On Sat, Jan 12, 2002 at 03:56:15AM +0900, Jack Dempsey wrote:
> Often I will want to do many regex substitutions: different patterns
> with different replacements. 

Here is a stripped down version of a proofreader tool I wrote.  Half
of it would be enough to make my point, but somebody might find it
useful beyond this subject so I'm posting the whole gsub part.

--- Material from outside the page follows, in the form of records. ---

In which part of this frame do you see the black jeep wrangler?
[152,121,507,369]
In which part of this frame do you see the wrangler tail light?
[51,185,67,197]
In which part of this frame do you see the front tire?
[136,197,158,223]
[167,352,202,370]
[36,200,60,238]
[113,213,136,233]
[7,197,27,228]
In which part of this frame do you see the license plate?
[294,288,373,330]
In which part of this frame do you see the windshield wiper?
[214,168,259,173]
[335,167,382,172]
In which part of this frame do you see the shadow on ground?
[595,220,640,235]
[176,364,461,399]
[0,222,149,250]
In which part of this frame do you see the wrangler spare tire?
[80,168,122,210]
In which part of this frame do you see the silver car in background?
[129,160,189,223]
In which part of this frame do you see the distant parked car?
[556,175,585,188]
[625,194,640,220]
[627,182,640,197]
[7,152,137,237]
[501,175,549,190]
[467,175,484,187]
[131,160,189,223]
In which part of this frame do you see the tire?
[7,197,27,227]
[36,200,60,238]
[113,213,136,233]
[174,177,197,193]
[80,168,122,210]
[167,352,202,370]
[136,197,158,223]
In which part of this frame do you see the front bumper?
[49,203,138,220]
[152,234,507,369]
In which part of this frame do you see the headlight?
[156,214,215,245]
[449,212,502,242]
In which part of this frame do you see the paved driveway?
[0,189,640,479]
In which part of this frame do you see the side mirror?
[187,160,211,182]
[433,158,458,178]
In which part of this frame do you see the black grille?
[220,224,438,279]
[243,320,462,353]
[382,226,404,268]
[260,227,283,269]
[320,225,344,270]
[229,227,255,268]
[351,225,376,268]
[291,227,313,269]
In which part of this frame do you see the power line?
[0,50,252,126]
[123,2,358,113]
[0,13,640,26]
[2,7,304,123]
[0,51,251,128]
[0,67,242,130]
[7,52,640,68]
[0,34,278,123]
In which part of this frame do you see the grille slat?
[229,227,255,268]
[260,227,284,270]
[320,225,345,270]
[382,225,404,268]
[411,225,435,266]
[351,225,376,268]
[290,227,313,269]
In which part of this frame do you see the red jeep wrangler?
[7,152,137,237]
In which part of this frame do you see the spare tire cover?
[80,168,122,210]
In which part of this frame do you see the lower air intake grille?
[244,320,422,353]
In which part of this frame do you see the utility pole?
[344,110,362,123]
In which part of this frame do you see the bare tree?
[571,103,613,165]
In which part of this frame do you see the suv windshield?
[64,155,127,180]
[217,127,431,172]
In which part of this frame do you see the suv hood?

I say ``stripped'' because the ``full'' version also corrects Italian
accents (which I doubt most people here will find any use for) and
wraps paragraphs using a snippet from the cookbook.

HTH
Massimiliano



text = STDIN.read

# rp, lp and cp stand for right- left- center-puctuation
rp_re = /[!$%&\)+,\.:;=>?@\]^|}~]/
rp    = rp_re.source

lp_re = /[\(\-<\[{]/
lp    = lp_re.source

cp_re = /[\/'\-\\]/
cp    = cp_re.source

# substitutions are applied *in* *order*
substitutions = [
  # replace cr + lf with lf
  [/\r\n/, "\n"],
  # add double lf at the end
  [/\z/, "\n\n\z"],
  # replace multiple lf's (paragraph break) with a cr to keep track of them
  [/\n\n+/, "\r"],
  # replace single lf's with white space
  [/\n/, ' '],
  # delete whitespaces at line beginnings
  [/^\s*/, ''],
  # correct ellipsis
  [/\.\.\.\.+/, '...'],
  # delete spaces before right side punctuaction 
  [/\s*(#{rp})/, '\1'],
  # ensure spaces after right side punctuation
  [/(#{rp})(\w)/, '\1 \2'],
  # delete spaces after left side punctuation
  [/(#{lp})\s*/, '\1'],
  # ensure spaces before left side punctuation
  [/(\w)(#{lp})/, '\1 \2'],
  # correct punctuation that should be attached to both sides
  [/\s*(#{cp})\s*/, '\1'],
  # correct acronyms, even if we fucked them up previously
  [/([A-Z]\.) ([A-Z]\.) /, '\1\2'],
  # finally, re-expand paragraph breaks (cr) to double lf
  [/\r/, "\n\n"]
]

substitutions.each {|from, to| text.gsub!(from, to)}